Служанка была так настойчива, что врач решился идти. Она едва дала ему время накинуть на плечи пальто и взять саквояж с инструментами, так что зонт он забыл, несмотря на дождь, который все не унимался. Дорогу развезло от грязи, они шли медленно, чтобы не поскользнуться, и доктор Кубедо не поддавался страхам. Услышав скрип ворот, залаяли собаки и замяукали коты. Промокшие до костей доктор и служанка поднялись по лестнице, перепрыгивая ступеньки, оставляя на каждой площадке лужи воды. В спальне сеньоров Вальдес дон Густаво, словно страждущая душа, стоял на коленях в ногах кровати, где донья Инес никак не могла разродиться.

— Ради всего святого, доктор Кубедо, спасите мою жену! — всхлипнул дон Густаво.

— Ну что вы такое говорите, дон Густаво, ведь это просто роды, ничего страшного!

— Но это трудные роды! — ответил хозяин дома.

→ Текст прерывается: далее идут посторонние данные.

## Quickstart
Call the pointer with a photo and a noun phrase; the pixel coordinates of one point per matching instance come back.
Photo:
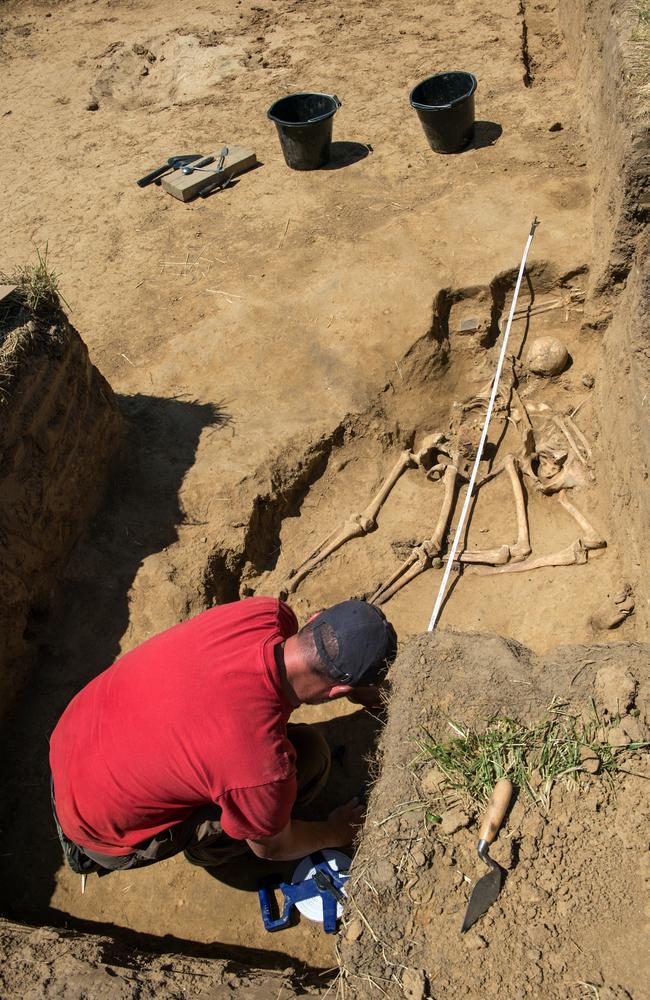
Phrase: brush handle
(150, 178)
(496, 810)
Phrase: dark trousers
(201, 836)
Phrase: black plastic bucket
(304, 124)
(445, 107)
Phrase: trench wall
(59, 426)
(609, 46)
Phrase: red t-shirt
(196, 715)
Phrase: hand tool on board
(317, 891)
(189, 168)
(488, 887)
(172, 163)
(231, 161)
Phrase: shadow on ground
(79, 635)
(343, 154)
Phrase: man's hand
(369, 697)
(300, 838)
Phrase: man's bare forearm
(298, 839)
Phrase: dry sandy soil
(277, 345)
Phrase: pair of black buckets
(444, 103)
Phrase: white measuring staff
(486, 426)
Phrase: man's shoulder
(259, 612)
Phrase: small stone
(413, 984)
(589, 760)
(431, 781)
(384, 872)
(615, 689)
(419, 857)
(354, 930)
(454, 820)
(631, 726)
(616, 737)
(547, 356)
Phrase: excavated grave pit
(130, 576)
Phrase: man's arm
(300, 838)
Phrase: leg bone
(360, 524)
(427, 554)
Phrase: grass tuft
(534, 758)
(37, 286)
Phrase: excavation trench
(206, 508)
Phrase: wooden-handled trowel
(488, 887)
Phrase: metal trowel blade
(483, 895)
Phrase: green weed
(534, 758)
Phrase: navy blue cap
(366, 642)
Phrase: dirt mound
(569, 919)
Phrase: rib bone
(361, 523)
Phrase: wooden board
(187, 186)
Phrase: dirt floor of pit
(571, 920)
(233, 326)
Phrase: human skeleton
(553, 467)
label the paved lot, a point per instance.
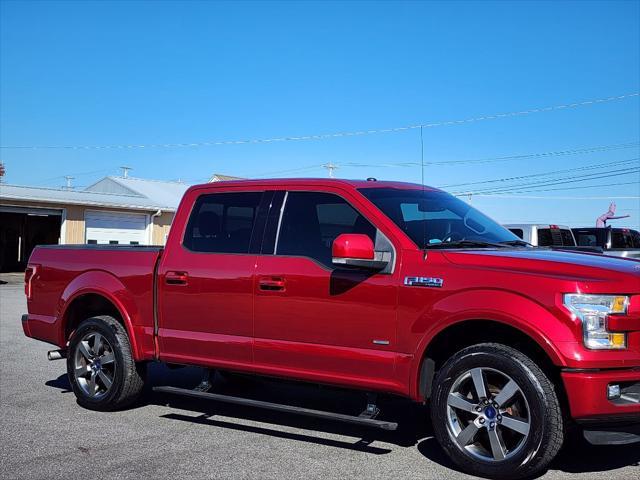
(45, 434)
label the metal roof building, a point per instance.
(114, 210)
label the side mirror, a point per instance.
(356, 250)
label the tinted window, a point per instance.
(311, 221)
(621, 239)
(432, 218)
(567, 238)
(555, 237)
(222, 222)
(587, 240)
(591, 237)
(517, 231)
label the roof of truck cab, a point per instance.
(319, 182)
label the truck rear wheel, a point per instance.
(100, 365)
(496, 413)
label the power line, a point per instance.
(558, 181)
(551, 190)
(555, 198)
(576, 151)
(546, 174)
(325, 136)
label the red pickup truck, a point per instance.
(385, 287)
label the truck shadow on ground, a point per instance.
(414, 426)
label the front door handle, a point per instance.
(176, 278)
(271, 284)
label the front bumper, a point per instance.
(612, 431)
(587, 392)
(605, 421)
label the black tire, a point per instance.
(127, 377)
(532, 452)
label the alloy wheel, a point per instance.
(488, 415)
(94, 365)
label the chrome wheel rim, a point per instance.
(488, 415)
(94, 365)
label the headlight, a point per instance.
(593, 310)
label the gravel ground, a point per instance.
(45, 434)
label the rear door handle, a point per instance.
(271, 284)
(176, 278)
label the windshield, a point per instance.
(433, 218)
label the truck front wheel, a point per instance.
(496, 413)
(100, 365)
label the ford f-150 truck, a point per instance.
(385, 287)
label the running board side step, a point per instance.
(278, 407)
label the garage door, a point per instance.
(115, 228)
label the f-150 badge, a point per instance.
(423, 282)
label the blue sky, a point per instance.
(143, 73)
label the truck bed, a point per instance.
(125, 273)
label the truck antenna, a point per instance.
(424, 214)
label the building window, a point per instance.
(222, 222)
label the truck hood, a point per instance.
(553, 263)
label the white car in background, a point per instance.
(543, 235)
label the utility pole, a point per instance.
(125, 171)
(330, 167)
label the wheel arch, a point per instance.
(97, 293)
(466, 332)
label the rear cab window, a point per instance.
(222, 222)
(555, 237)
(311, 221)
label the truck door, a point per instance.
(316, 321)
(205, 281)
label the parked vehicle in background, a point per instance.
(384, 287)
(543, 235)
(621, 242)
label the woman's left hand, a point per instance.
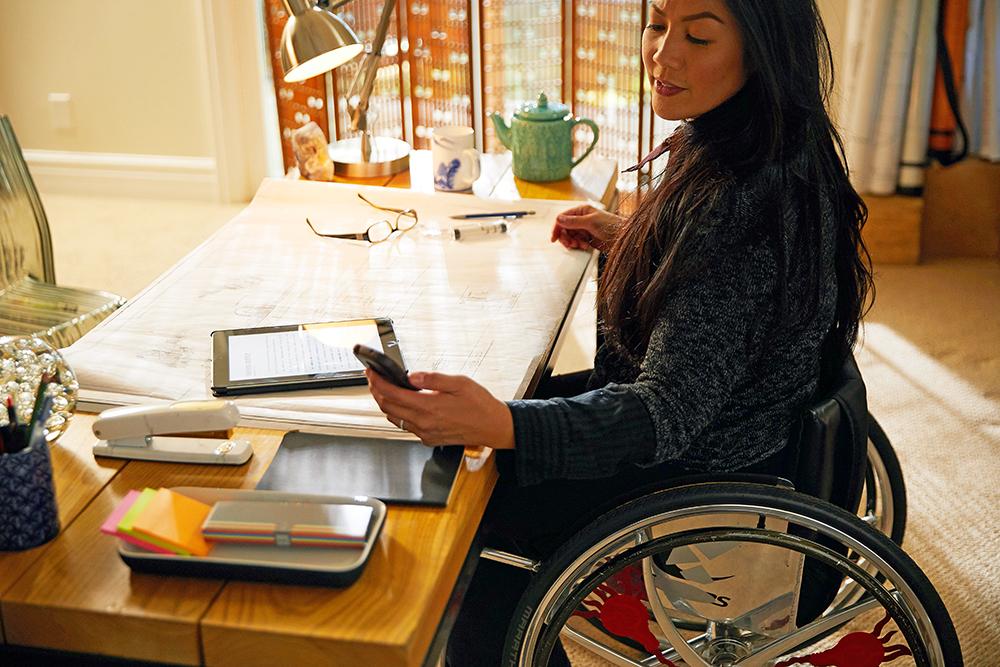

Доктор перекрестился, переоделся в сухую рубашку и брюки дона Густаво, которые были ему отчаянно велики, поскольку доктор отличался худощавым телосложением; он был поджарым и не собирался толстеть.

— Где ванная? Мне нужно вымыть руки.

Исабела проводила доктора в ванную.

— Слушай, девочка. Вскипяти воды и принеси сюда, когда она остынет до теплой, — приказал он служанке, моя руки под краном.

Он вышел из ванной, вода капала у него с рук. Приблизившись к донье Инес, приложил губы к ее лбу и убедился, что у нее жар.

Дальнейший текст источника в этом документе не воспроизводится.